= Vilayil =

Village in Kerala, India

Vilayil is a small village in Kerala, India, near the cities of Kondotty, Kizhisseri and Areekode. The village is under the jurisdiction of the Muthuvallur and Cheekode Grama panchayats.

==Geography==
There are many natural small canals that flow near Vilayil. One of the rivers is Vachal. The main attraction of Vilayil is Rudrani Mala (Hill).

==Notable people==
Vilayil Faseela a notable singer specialised in Mappila Songs was born in Vilayil. Previously she was known as Vilayil Valsala prior to her conversion to Islam.

==Culture==
Vilayi village is as predominantly Muslim populated area. Hindus are exist in comparatively smaller numbers. So the culture of the locality is based upon Muslim traditions. Duff Muttu, Kolkali and Aravanamuttu are common folk arts of this locality. There are many libraries attached to mosques giving a rich source of Islamic studies. Some of the books are written in Arabi-Malayalam which is a version of the Malayalam language written in Arabic script. People gather in mosques for the evening prayer and continue to sit there after the prayers discussing social and cultural issues. Business and family issues are also sorted out during these evening meetings. The Hindu minority of this area keeps their rich traditions by celebrating various festivals in their temples.

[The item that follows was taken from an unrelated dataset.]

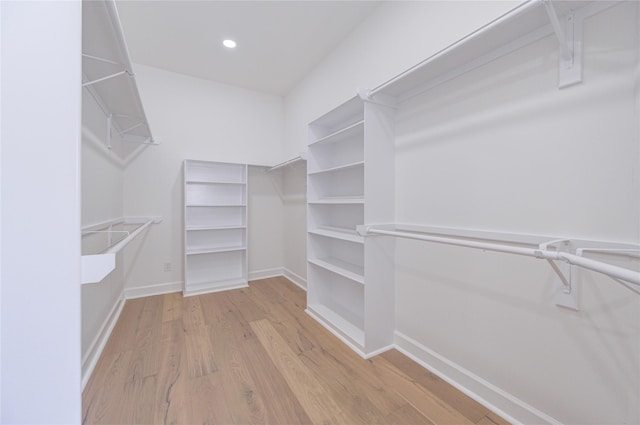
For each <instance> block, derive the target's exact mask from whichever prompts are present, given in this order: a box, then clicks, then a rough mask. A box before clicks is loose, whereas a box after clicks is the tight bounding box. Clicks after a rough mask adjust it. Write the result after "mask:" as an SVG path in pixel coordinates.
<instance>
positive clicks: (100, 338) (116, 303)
mask: <svg viewBox="0 0 640 425" xmlns="http://www.w3.org/2000/svg"><path fill="white" fill-rule="evenodd" d="M125 301H126V300H125V297H124V292H122V293H121V294H120V296H119V297H118V301H116V303H115V304H114V305H113V308H112V309H111V311H110V312H109V314H108V315H107V318H106V320H105V321H104V323H103V324H102V327H100V331H99V332H98V333H97V335H96V337H95V338H94V340H93V341H92V342H91V345H90V346H89V349H88V350H87V352H86V353H85V354H84V356H83V357H82V390H84V387H85V385H87V382H89V378H90V377H91V374H92V373H93V369H95V367H96V364H98V360H99V359H100V356H101V355H102V350H104V347H105V345H107V341H108V340H109V337H110V336H111V331H113V328H114V327H115V325H116V323H117V322H118V319H119V318H120V313H122V309H123V308H124V303H125Z"/></svg>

Hindu rituals are done here with a regular devotion like other parts of Kerala. vilayil bhagavati temple and parithikottmanna siva temple are the main Hindu worship centers of this locality
these temples are one of the most ancient temples of this district Malappuram.

==Transportation==
Vilayil village connects to other parts of India through Feroke town on the west and Nilambur town on the east. National highway No.66 passes through Pulikkal and the northern stretch connects to Goa and Mumbai. The southern stretch connects to Cochin and Trivandrum. State Highway No.28 starts from Nilambur and connects to Ooty, Mysore and Bangalore through Highways.12,29 and 181. The nearest airport is at Kozhikode. The nearest major railway station is at Feroke.